To utilize both local development and the online editor, you can have your package also double as a Netlify Create project in itself.

This is similar to what you’ll find in the repository of many NPM packages: there is code to run a test/demo program locally, plus the configuration to publish the package - without the stand-alone code.

In this way, you can both iterate on your components with the online editor and locally. When you make changes locally, commit and push them back to the preview branch and the visual editor will update.

Be mindful to configure package.json so that only relevant files are included in the package, and always test the package in a separate project.
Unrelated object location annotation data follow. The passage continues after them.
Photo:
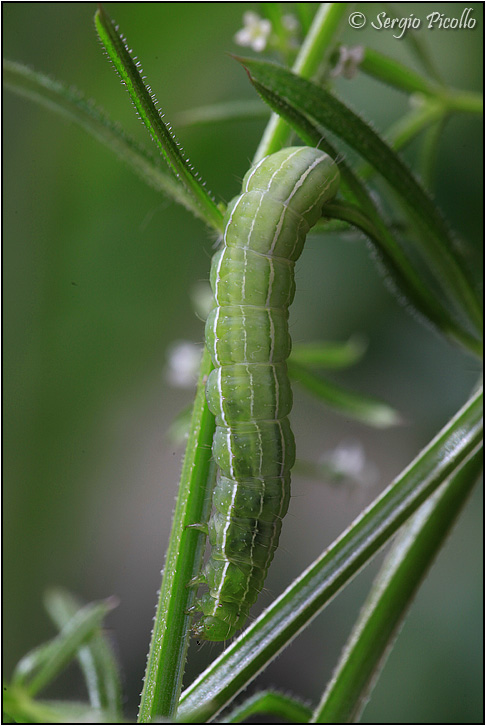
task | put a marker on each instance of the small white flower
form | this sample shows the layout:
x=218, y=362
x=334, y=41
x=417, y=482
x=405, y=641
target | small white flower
x=183, y=363
x=255, y=32
x=290, y=23
x=349, y=61
x=348, y=460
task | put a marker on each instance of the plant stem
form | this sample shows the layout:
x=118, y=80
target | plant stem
x=315, y=50
x=170, y=636
x=393, y=591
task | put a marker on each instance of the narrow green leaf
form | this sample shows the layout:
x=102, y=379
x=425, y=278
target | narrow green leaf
x=313, y=55
x=39, y=667
x=276, y=705
x=144, y=103
x=96, y=658
x=70, y=103
x=166, y=659
x=222, y=113
x=319, y=583
x=400, y=273
x=321, y=107
x=329, y=355
x=429, y=152
x=392, y=593
x=350, y=404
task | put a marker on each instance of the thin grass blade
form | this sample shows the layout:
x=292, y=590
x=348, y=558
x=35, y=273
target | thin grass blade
x=39, y=667
x=349, y=403
x=70, y=103
x=314, y=589
x=168, y=648
x=392, y=593
x=433, y=240
x=96, y=658
x=276, y=705
x=144, y=102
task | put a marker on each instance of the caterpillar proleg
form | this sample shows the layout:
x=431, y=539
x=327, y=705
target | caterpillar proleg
x=252, y=278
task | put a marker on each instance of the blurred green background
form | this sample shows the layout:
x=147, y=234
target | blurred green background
x=98, y=273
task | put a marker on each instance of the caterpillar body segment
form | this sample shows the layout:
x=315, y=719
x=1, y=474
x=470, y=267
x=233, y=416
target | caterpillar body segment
x=252, y=278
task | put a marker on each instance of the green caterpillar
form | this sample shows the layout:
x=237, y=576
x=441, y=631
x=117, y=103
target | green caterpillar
x=249, y=392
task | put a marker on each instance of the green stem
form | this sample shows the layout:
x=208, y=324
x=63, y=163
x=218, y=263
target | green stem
x=277, y=705
x=170, y=636
x=392, y=593
x=275, y=628
x=315, y=50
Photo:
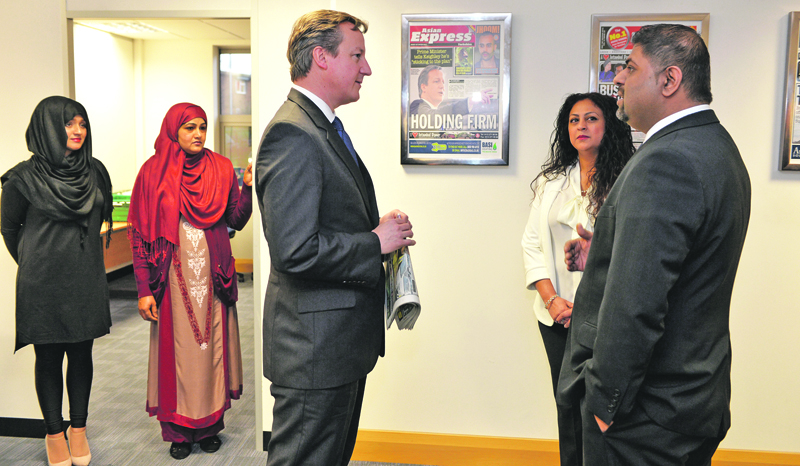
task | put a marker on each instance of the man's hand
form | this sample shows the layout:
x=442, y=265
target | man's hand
x=576, y=250
x=561, y=311
x=394, y=231
x=603, y=426
x=148, y=309
x=247, y=177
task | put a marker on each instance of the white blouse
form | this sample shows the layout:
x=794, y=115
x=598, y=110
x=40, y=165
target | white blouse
x=556, y=211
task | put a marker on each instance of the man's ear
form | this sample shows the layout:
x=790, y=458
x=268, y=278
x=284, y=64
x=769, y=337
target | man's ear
x=320, y=57
x=673, y=76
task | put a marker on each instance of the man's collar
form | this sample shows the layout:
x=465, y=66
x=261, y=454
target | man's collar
x=673, y=118
x=326, y=110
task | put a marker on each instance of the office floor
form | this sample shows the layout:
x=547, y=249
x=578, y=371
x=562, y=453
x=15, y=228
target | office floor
x=120, y=431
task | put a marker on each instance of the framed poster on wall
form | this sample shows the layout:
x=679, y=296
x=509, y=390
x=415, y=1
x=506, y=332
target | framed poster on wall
x=790, y=135
x=611, y=45
x=455, y=89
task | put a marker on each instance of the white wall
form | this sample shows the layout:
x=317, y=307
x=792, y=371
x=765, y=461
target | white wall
x=105, y=87
x=181, y=71
x=475, y=363
x=25, y=81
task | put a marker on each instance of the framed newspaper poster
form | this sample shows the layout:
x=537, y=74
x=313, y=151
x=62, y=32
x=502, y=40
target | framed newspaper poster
x=611, y=45
x=790, y=136
x=455, y=94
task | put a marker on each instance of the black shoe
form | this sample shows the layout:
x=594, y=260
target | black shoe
x=180, y=451
x=210, y=444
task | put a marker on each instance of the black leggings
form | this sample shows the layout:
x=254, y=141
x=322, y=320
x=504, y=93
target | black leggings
x=50, y=386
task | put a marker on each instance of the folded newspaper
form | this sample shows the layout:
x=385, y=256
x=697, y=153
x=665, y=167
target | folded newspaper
x=402, y=299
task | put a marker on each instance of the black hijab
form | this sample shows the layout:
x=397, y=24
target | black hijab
x=64, y=187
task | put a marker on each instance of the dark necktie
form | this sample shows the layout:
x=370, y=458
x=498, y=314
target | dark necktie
x=337, y=123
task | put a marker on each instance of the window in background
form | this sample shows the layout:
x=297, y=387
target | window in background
x=234, y=122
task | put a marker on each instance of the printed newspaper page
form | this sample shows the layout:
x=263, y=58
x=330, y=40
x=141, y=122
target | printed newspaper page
x=615, y=47
x=402, y=299
x=455, y=81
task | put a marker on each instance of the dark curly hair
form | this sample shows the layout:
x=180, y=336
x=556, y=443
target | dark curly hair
x=616, y=149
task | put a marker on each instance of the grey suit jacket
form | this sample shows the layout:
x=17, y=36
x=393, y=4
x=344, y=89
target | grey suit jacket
x=650, y=319
x=323, y=323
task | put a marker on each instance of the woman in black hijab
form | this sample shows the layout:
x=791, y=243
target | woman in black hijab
x=52, y=208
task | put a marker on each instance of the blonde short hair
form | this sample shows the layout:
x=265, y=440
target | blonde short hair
x=317, y=29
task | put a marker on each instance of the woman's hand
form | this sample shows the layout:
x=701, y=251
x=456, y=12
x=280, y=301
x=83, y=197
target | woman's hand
x=247, y=177
x=561, y=311
x=148, y=309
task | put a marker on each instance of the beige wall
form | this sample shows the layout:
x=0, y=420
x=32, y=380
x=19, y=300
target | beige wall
x=105, y=86
x=475, y=363
x=35, y=67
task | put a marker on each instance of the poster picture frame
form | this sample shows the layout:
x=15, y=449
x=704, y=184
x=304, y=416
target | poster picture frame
x=456, y=81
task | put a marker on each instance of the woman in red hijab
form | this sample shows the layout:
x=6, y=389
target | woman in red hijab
x=184, y=199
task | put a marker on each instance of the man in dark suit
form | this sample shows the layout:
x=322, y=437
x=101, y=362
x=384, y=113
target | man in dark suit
x=323, y=324
x=649, y=353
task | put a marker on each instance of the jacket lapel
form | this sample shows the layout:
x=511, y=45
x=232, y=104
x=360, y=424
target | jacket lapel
x=337, y=144
x=704, y=117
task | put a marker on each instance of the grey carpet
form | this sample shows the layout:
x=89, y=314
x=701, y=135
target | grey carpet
x=120, y=431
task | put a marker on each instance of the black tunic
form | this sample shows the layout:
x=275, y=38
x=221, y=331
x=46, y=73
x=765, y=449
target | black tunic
x=62, y=293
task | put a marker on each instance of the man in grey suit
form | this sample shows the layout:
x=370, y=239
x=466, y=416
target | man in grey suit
x=323, y=324
x=649, y=353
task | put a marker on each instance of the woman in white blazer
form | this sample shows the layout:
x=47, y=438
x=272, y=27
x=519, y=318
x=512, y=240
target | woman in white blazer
x=588, y=149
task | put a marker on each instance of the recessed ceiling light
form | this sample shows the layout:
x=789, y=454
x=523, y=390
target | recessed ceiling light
x=128, y=27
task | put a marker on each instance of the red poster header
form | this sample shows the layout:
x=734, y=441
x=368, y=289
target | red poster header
x=427, y=36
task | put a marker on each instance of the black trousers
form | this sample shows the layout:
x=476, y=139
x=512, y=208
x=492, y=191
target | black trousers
x=315, y=427
x=49, y=381
x=635, y=440
x=569, y=417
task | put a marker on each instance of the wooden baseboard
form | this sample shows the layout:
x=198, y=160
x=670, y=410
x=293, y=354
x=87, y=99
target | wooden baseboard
x=468, y=450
Tips for developing packages

  1. Have a directory where you put all models used by the components. Make sure this directory is bundled with the package. Projects using this package will then need to provide configuration to load models from this directory (see below).
  2. Use React and Next major versions that are in line with your Netlify Create project.
  3. The package repository does not need to have its own configuration file, but having one will allow you as a package developer to run the stackbit validate CLI command and ensure models are valid (example using deprecated YAML config).
  4. Both Javascript and Typescript are supported. Our base themes are always configured for Typescript, though they don’t enforce only Typescript files or strict typing.

JSX/TSX source files in your package should be transpiled as part of the build. If you’re using Typescript, set the option compilerOptions.jsx in your package’s tsconfig.json to react or react-jsx, rather than preserve. Next.js will not load JSX/TSX files from packages directly.

Consuming packages

Adding components from external packages to your project typically involves a few common steps. These are covered in more detail in the README of our example project.

Here’s a concise listing:

  1. Install the NPM package normally (of course), as described at the top.
  2. Update modelsSource in your config file to also load models from your package. You’ll need to provide a relative path, e.g. node_modules/<package-name>/models. (example)
  3. Register the components: add entries to the components object in src/components/components-registry.js, mapping from model name to the component’s file relative path. Make sure the component function is the default export in that module. (example)
  4. Configure Tailwind to JIT-generate classes for any Tailwind class name found in the package sources. Otherwise, you may be surprised to find your styling broken due to missing classes. This is configured in tailwind.config.js, in the purge.content array within the exported object. (example)

And… components are now ready for use!